Azores Facts from Guide Luis Daniel

Travel writer Cindy Bigras and Azores guide Luis Daniel.
Travel writer Cindy Bigras and Azores guide Luis Daniel in Caloura, Sao Miguel

However exciting travel may be, there is nothing better than that first night back when you sleep in a very familiar bed and wake up to the sounds and smells you’re used to living with every day. No hotel room can be as good as one’s own bed!

A few random thoughts about the Azores, many learned from Luis our guide, who proved to be a font of facts and background about just about anything in Europe.

*The Azores rely on geothermal systems, drawing the scalding water up from the ground to make steam and turn generators, it provides about 40% of their electricity.

*In the summer, travelers between islands are strictly limited to only 20 kilos of freight and luggage. Some travelers end up paying more than the price of their ticket in freight charges and sometimes the pilots eject luggage that weighs too much, and the visitors have to wait until the next flight comes in to get their bags.

*The population of the islands has been going down for many years; it stands now at about 244,000 and on some islands like Santa Maria it’s plummeted by half. There are not many jobs on smaller islands separated by 300 kilometers from Sao Miguel.

*If not for the Azores, NATO would never have admitted Portugal into its ranks.
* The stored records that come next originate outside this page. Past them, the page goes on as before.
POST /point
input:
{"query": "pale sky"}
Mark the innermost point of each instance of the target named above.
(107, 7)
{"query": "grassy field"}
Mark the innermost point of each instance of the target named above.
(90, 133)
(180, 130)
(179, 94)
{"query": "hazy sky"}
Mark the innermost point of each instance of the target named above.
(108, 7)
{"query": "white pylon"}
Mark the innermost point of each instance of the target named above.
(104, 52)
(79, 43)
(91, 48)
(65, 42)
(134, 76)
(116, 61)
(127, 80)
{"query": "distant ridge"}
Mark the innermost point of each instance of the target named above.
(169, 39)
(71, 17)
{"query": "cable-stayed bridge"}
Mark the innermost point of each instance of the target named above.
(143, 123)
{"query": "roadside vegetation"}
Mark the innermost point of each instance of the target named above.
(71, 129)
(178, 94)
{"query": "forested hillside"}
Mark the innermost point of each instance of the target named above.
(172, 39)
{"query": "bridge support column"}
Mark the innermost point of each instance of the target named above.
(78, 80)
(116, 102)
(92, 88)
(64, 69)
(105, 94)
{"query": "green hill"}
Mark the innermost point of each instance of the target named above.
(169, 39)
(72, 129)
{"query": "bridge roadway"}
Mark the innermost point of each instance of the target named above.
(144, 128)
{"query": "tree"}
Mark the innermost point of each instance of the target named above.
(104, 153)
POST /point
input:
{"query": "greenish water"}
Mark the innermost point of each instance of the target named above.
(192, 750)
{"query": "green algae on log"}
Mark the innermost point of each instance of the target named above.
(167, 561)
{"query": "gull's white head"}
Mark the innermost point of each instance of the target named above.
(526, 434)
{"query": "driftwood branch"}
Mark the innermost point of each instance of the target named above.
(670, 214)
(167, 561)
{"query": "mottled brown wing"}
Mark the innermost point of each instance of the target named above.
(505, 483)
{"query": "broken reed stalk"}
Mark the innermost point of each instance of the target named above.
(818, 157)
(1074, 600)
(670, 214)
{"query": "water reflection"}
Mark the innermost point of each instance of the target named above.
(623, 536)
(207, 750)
That’s because back then in the 70s the country was a dictatorship, but the generals wanted access to the Azores’ strategic harbors and listening posts.

*In the village of Furnas there are 97 springs and 27 different types of water, here the earth’s crust is just 3000 meters, that’s why there are so many bubbling hot springs. In most of the world the crust is ten times thicker.

*An earthquake in 1957 nearly emptied the island of Faial, and then senator John F. Kennedy arranged to let hundreds of thousands of Azoreans emigrate to the US. At one point the islands seriously considered letting the US annex them, since the Portuguese government was so weak in its response to the devastation of the earthquake.

*The name Azores has three possible origins: A buzzard is known by the same name; a town in central Portugal where many original settlers came from is called Azores and it might have referred to the azure blue of the sea first seen by explorers.